The New York Times also reported Tuesday night that Trump campaign aides were in “constant” contact with Russia officials during the presidential campaign.

The U.S. statement on Thursday’s meeting did not elaborate on where “unintended incidents” might arise, but there are several areas where Russia and the United States have had encounters recently.

Both militaries operate in Syria, where the United States is fighting the Islamic State in Iraq and Syria (ISIS) and Russia is backing the Syrian regime.
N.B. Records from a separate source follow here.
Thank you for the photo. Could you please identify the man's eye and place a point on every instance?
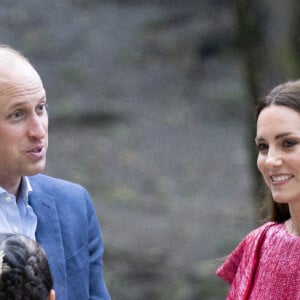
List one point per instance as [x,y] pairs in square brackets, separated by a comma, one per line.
[289,143]
[16,115]
[41,107]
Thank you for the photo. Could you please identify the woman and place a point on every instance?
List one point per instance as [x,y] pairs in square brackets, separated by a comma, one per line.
[24,269]
[265,265]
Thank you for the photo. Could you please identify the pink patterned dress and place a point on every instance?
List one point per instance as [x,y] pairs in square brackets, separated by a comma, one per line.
[264,266]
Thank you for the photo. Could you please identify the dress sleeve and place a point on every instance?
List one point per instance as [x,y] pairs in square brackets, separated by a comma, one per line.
[229,268]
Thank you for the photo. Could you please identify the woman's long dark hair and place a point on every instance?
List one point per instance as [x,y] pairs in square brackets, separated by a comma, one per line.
[25,273]
[288,95]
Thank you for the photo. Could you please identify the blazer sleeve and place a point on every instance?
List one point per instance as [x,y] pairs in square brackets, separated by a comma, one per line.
[97,288]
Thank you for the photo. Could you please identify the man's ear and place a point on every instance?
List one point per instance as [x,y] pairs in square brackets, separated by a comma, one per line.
[51,295]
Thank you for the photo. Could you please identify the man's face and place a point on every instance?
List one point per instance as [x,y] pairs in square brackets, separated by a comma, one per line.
[23,121]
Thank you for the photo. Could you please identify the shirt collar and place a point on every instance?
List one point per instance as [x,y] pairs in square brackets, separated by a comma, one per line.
[25,189]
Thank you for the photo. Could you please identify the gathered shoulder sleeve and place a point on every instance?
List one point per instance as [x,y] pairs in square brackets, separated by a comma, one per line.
[242,261]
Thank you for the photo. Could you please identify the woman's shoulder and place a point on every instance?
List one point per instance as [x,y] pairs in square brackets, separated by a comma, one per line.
[262,229]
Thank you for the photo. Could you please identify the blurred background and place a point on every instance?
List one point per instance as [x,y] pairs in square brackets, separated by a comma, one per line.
[151,108]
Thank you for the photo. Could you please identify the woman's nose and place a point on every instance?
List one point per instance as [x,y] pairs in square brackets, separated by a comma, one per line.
[273,159]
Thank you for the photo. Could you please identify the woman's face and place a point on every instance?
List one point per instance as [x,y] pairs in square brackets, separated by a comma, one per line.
[278,143]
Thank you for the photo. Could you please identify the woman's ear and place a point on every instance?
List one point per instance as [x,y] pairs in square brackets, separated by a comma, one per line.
[51,295]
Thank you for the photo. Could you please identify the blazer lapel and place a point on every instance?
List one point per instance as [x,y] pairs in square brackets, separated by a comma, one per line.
[49,235]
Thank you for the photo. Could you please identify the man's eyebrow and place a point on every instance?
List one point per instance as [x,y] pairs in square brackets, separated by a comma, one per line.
[277,137]
[21,102]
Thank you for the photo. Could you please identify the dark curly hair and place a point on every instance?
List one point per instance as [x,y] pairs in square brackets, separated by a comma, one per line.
[288,95]
[24,269]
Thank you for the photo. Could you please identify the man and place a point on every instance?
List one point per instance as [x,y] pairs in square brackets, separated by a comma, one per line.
[58,214]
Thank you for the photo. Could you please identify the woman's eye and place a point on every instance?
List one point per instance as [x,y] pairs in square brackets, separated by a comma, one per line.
[289,143]
[262,147]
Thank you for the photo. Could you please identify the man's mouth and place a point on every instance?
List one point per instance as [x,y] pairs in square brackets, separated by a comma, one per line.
[280,178]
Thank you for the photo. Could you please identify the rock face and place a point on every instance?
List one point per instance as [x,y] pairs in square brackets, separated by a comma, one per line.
[146,104]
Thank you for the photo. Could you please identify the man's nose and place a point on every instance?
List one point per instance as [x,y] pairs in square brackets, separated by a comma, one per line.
[38,126]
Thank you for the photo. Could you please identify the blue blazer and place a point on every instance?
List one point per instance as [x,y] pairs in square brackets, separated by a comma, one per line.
[69,231]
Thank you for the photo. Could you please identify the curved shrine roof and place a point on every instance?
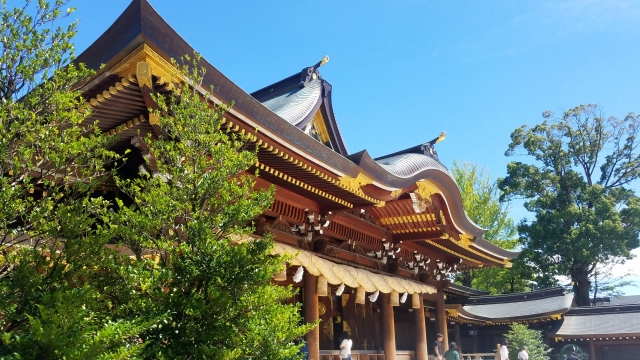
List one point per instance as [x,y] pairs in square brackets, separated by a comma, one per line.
[601,321]
[297,105]
[287,154]
[515,307]
[522,309]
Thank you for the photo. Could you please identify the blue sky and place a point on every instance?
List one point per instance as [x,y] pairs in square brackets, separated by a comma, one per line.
[404,70]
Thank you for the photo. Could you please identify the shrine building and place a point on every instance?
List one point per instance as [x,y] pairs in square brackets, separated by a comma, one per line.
[374,239]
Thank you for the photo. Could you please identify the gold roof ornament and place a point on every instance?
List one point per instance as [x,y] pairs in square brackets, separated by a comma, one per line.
[324,60]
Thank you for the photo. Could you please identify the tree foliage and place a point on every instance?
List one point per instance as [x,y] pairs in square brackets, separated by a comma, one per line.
[520,335]
[192,211]
[578,188]
[69,287]
[480,198]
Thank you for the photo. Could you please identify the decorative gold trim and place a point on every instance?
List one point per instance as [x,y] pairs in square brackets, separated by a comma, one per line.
[407,219]
[556,316]
[270,148]
[441,247]
[426,188]
[327,328]
[143,74]
[322,308]
[320,126]
[345,299]
[442,218]
[101,98]
[346,327]
[408,231]
[324,60]
[154,119]
[305,186]
[353,184]
[465,242]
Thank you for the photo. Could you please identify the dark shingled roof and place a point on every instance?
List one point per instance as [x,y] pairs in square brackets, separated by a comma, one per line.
[297,105]
[601,321]
[468,291]
[519,306]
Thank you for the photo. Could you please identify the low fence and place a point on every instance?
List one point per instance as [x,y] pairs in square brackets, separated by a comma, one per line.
[487,356]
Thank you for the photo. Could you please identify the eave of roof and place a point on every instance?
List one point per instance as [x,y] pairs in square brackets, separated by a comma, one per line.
[542,305]
[601,322]
[465,290]
[141,24]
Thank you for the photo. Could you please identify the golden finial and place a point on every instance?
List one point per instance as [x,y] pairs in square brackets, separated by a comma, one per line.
[324,60]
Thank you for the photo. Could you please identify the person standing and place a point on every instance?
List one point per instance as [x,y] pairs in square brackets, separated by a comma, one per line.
[524,354]
[437,347]
[345,346]
[452,353]
[504,352]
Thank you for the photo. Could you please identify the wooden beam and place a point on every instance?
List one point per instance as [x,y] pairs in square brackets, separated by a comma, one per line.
[420,332]
[388,328]
[441,319]
[310,304]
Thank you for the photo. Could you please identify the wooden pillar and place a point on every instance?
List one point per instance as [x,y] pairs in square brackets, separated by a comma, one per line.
[388,328]
[311,314]
[474,342]
[421,332]
[458,339]
[441,319]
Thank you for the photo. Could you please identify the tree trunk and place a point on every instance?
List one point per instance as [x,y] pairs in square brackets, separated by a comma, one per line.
[581,285]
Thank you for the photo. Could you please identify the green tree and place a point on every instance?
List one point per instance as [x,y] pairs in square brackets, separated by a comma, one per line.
[604,281]
[520,335]
[65,292]
[578,188]
[190,210]
[480,197]
[55,271]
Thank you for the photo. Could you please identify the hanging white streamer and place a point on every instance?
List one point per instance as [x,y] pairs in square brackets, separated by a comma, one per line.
[373,297]
[404,297]
[298,275]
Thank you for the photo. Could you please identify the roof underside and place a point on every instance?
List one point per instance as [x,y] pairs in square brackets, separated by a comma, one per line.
[522,309]
[279,111]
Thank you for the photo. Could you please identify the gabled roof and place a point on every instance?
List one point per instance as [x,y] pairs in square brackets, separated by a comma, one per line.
[515,307]
[288,157]
[600,321]
[299,97]
[465,291]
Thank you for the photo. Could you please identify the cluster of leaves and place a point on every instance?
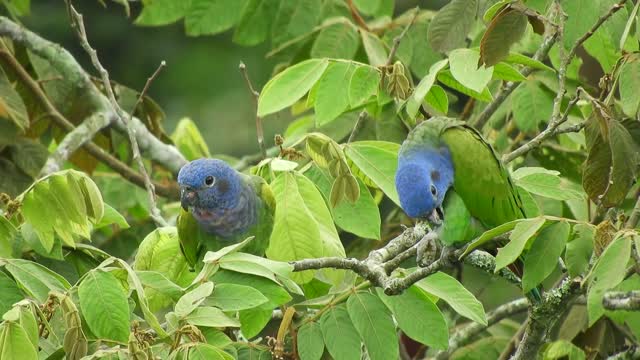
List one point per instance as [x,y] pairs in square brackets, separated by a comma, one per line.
[332,195]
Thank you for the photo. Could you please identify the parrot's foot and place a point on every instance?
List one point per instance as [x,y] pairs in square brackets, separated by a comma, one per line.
[428,249]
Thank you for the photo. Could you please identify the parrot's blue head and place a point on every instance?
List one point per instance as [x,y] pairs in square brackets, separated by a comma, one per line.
[209,184]
[422,181]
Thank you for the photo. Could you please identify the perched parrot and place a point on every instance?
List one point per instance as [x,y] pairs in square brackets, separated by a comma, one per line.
[446,163]
[220,207]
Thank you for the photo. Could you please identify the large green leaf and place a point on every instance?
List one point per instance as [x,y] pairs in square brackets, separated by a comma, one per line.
[455,294]
[303,225]
[377,161]
[340,336]
[464,68]
[543,256]
[418,317]
[579,249]
[521,234]
[374,324]
[104,305]
[361,218]
[289,86]
[208,17]
[343,33]
[607,273]
[14,342]
[35,279]
[332,92]
[450,26]
[310,344]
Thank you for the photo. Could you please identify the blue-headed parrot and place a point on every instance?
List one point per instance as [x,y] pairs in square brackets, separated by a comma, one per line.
[447,173]
[220,207]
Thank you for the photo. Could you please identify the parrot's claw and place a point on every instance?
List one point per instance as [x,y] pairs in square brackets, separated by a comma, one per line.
[427,250]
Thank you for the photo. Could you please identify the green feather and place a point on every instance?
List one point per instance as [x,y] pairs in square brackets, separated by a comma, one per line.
[194,242]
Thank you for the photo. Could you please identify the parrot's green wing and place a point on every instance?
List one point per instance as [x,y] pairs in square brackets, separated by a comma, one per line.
[479,176]
[195,242]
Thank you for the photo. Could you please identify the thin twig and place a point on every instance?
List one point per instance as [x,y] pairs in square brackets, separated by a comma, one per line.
[99,153]
[77,22]
[256,96]
[398,39]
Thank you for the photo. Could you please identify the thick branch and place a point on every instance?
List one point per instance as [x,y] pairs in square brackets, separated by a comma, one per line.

The U.S. and Russian militaries already regularly communicate about air operations there in an effort to avoid midair accidents between pilots.

But the Pentagon has also accused Russian jets and ships of “unsafe and unprofessional” behavior in the Black, Baltic and Mediterranean seas several times in the last year.

Most recently, last week, Russian jets repeatedly buzzed a U.S. guided missile destroyer in the Black Sea, U.S. European Command said Tuesday.

Thursday's conversation also included an exchange of "views on the state of U.S.-Russian military relations and of the international security situation in Europe, the Middle East, and other key regions," the statement said.

Russia’s statement about Dunford and Gerasimov’s meeting also said the discussion included talk of work “aimed to raise the safety level of military activities, decrease tensions and risks of incidents.”

“General of the Army Valery Gerasimov and General Joseph Dunford exchanged their views on condition of the Russia-America relationship, assessments of situations in the field of international security in Europe, Middle East, North Africa and other key regions of the world,” the Russian Defense Ministry statement added.

Despite Thursday’s talks, Defense Secretary James Mattis has ruled out military cooperation with Russia.

“We do not or are not in a position right now to collaborate on a military level,” Mattis said Thursday morning in Brussels. “But our political leaders will engage and try to find common ground or a way forward where Russia, living up to its commitments, will return to a partnership of sorts here with NATO.”